Katrina Munyon, Academic Success Program Manager, included a “[s]hort, easy hike up Mt. Tom or Mt. Peg in Woodstock, VT. Mt. Tom also has snowshoe trails in the winter months. Swimming, fishing, kayaking at Silver Lake in Barnard, VT; McIntosh Pond, in South Royalton, VT; Kent Pond in Killington, VT. Visit to VINS & Quechee Gorge in Quechee, VT. Sugarbrush Farms Cheese in Woodstock, VT.”

Mt. Peg summit. Photo by Katrina Munyon.

Andie Parnell, 2L, included a list of places to check out:

  • Volunteering at the South Royalton Community Garden – Monday’s and Thursday’s from 4:30-7 pm. Volunteers weed, water, and manage the community garden crops. Community gardening starts in May and harvesting continues through the Fall. This is a fun activity to get outside and harvest your own fruits and veggies!
  • Hiking–download the All Trails application from your phone’s app store, then search for hikes in your area. All Trails categorizes each hike ranging from easy to hard, as well as specific hike features (biking, skiing, dog friendly, etc.). I have enjoyed hikes this summer and would recommend the Pogue Trail/Mount Tom hike in Woodstock for Beginners and Camel’s Hump for experienced hikers. But if you would like to take a day trip farther away from campus, Lye Brook Falls Trail outside of Manchester, VT, is moderate and leads to a beautiful waterfall. There are plenty of amazing restaurants (with takeout, pickup, or other distanced options) around these hikes to enjoy after!
  • Have a picnic on the green – Pick up a burger (and donut holes) from Worthy Burger, or even make a meal, and sit out on the green while the weather lasts! Upper Pass has also been hosting a “tasting room” on Friday and Saturday evenings on the green, with beer, pizza and live music.
  • Pick blueberries at Cedar Circle Farm – Cedar Circle Farm is about a 40-minute drive from campus, but is worth it! You can pick blueberries at $4/pint, buy their farm-grown flowers and produce and enjoy a drink from their cafe. They will also have pumpkin picking in October! I recommend picking a couple of pints of blueberries then drinking an iced infused maple latte in their flower garden.
Parnell on the summit of Camel’s Hump. Photo by Andie Parnell.
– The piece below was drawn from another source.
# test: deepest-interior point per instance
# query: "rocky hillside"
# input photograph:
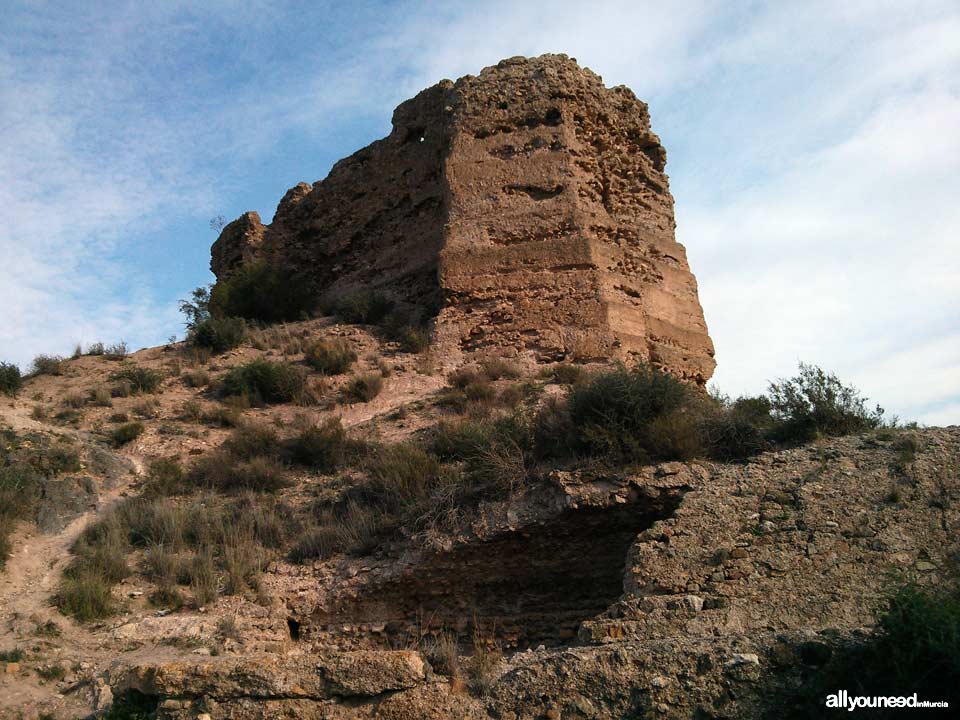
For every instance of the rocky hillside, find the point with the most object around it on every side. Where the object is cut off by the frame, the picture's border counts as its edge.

Lily Elmore, an alumni, says, “As a resident of 6 years I like to slow the spread of COVID 19 in the small state of Vermont by staying home.”

If you are staying inside, check out Kanopy, a film and documentary website. Students have access to documentaries through VLS.

Finally, if your mental health is suffering, please use the five free sessions per semester VLS guarantees each student with the Clara Martin Center.